Plusieurs difficultés se posent : d’abord la problématique de la mobilité, qui revient tout le temps. Il y a moins de transport en commun, on a plus la crainte de se perdre. Aujourd’hui, grâce à l’outil digital, il y a une plus grande diversité de l’offre de mobilité qui permet de répondre au problème. Deuxième difficulté, c’est la disponibilité des sites et des lieux, car beaucoup fonctionnent sur un horaire de jour. Il faut savoir s’adapter pour des sujets évènementiels, avec une ouverture de nuit un peu plus forte.
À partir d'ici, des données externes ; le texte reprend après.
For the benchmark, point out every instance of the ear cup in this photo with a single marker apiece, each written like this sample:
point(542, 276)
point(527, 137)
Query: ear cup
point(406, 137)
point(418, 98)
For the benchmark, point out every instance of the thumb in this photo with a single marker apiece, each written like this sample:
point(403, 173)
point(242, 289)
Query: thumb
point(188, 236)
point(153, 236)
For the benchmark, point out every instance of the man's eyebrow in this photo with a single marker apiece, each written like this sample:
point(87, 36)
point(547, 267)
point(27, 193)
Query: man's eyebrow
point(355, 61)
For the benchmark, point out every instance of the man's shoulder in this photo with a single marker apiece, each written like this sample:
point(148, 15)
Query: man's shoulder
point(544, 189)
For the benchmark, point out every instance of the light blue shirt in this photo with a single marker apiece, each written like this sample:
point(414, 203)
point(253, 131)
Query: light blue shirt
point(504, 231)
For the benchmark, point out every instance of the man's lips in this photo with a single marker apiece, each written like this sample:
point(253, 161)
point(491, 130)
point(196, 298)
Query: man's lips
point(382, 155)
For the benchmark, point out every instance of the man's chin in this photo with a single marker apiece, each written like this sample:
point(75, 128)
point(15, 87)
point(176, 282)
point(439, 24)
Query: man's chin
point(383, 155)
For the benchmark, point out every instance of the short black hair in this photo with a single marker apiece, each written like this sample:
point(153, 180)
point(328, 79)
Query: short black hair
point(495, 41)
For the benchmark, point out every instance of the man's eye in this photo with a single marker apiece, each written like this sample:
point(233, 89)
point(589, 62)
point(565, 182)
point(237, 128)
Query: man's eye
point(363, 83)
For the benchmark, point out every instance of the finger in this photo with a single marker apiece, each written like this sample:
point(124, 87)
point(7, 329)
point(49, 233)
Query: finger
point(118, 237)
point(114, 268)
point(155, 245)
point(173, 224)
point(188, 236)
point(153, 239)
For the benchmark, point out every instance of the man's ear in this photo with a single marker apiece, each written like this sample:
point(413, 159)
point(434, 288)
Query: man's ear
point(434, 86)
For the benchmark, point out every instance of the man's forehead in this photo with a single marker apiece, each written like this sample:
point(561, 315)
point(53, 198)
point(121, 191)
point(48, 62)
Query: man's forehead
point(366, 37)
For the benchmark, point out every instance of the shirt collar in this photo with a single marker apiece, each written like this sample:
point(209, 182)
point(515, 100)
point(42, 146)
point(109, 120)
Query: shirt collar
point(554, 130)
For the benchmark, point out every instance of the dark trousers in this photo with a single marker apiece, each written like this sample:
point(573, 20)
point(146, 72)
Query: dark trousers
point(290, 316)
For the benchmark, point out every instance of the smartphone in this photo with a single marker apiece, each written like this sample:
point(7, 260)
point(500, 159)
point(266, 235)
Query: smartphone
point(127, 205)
Même à Paris, des lieux comme le Petit Palais, propose des « nocturnes » le vendredi jusque 20h seulement, pour des raisons d’horaires de travail du personnel. La troisième problématique qu’il faut traiter, c’est de pouvoir transposer la nuit certaines activités traditionnellement diurnes : par exemple, comment transposer la nuit une activité comme le char à voile sur les plages du Nord ? Il y a probablement un niveau d’adaptation à trouver. On peut par exemple proposer une visite de musée dans un contexte nocturne : sans être obligé d’ouvrir tout le site, on peut thématiser un parcours.

Quel est votre regard sur les maires de nuit et ces initiatives qui veulent faire converger les intérêts des noctambules avec ceux des riverains ?
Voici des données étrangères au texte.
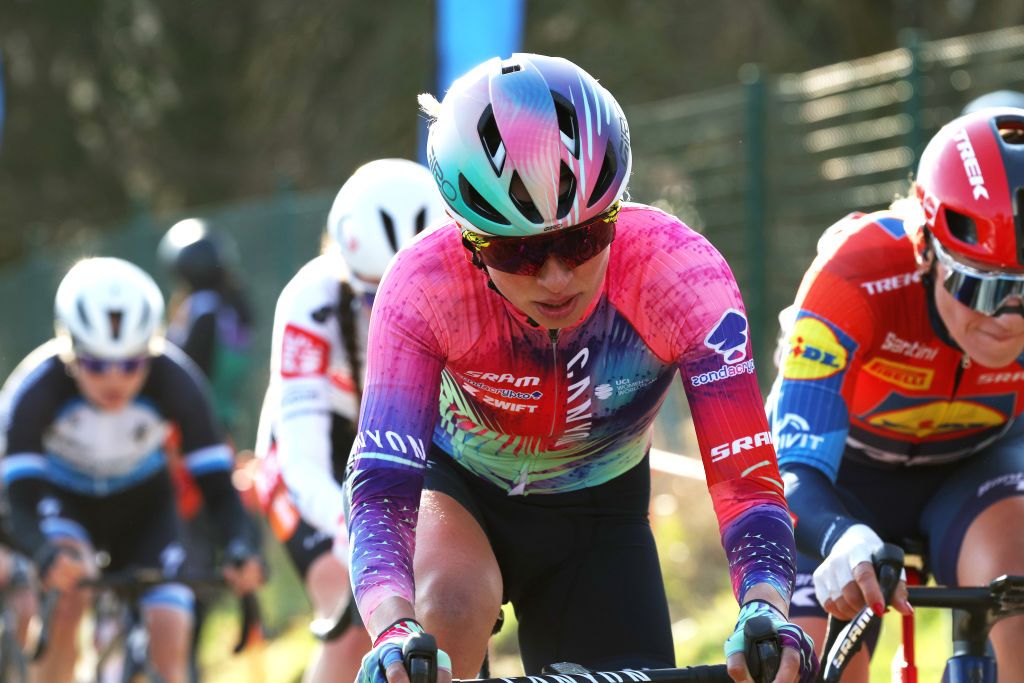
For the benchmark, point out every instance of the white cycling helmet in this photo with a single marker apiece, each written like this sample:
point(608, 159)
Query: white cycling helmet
point(109, 308)
point(379, 210)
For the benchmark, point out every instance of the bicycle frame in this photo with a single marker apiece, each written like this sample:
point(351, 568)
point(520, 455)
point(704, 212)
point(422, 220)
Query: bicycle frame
point(975, 610)
point(763, 655)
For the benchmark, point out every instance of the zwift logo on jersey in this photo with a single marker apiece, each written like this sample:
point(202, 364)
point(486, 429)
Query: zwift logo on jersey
point(815, 351)
point(728, 337)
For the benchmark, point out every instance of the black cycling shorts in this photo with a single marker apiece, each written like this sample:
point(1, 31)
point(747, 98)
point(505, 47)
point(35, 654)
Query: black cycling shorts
point(138, 526)
point(580, 568)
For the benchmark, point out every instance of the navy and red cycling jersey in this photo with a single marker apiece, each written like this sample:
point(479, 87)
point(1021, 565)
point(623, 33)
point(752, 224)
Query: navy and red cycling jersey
point(869, 371)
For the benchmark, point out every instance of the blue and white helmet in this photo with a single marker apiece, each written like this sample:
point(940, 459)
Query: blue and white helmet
point(109, 308)
point(379, 210)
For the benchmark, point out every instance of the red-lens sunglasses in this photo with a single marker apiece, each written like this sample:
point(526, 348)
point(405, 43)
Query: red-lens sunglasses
point(525, 256)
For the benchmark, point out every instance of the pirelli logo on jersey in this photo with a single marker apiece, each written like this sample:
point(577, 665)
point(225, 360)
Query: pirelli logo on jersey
point(902, 375)
point(815, 351)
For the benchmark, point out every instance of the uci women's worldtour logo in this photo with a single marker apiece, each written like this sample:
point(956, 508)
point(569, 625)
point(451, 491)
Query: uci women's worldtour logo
point(728, 337)
point(815, 351)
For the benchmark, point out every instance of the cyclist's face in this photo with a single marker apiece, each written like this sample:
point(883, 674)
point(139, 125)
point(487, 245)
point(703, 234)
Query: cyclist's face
point(113, 388)
point(556, 297)
point(993, 341)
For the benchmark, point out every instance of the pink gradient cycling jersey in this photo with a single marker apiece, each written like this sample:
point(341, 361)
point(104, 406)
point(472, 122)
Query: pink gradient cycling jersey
point(540, 412)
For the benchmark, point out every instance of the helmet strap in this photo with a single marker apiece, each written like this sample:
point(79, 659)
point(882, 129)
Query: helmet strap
point(928, 280)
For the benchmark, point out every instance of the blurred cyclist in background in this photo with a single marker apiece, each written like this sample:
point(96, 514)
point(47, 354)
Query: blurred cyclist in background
point(316, 369)
point(517, 357)
point(895, 413)
point(85, 467)
point(211, 321)
point(210, 315)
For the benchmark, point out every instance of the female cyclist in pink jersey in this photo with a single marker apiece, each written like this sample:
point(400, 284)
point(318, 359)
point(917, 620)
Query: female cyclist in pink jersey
point(517, 357)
Ces initiatives ont le mérite d’exister mais, en général, elles se focalisent sur les plaintes des riverains concernant le bruit, et n’ont plus le temps de traiter d’autres dimensions tout aussi importantes : urbanisme, gestion des flux, mobilité, sécurité, professionnalisation des acteurs de la nuit, etc... A ma connaissance, il n’y a pas encore de territoire rural français qui ait mis en œuvre une stratégie de valorisation des activités nocturnes, et pour tous types de public : famille, seniors, personnes en situation d’handicap... ou encore les gens qui recherchent une dimension poétique et plus contemplative dans la nuit !

Comment appréhender la nuit pour qu’elle soit mieux pensée par notre secteur ?

Il y a trois différentes temporalités dans la vie nocturne : d’abord l’avant minuit, qui est le moment de l’apéro, du dîner et de l’après-dîner. Il y a ensuite autour de minuit et 2h du matin, qui est souvent investi par le monde du spectacle et de la fête. Puis après 2h du matin, où on rentre dans un temps souvent purement festif. La nuit, ce n’est pas que le 2h-4h du matin, ça peut être avant, et ça ouvre un champ des possibles considérable.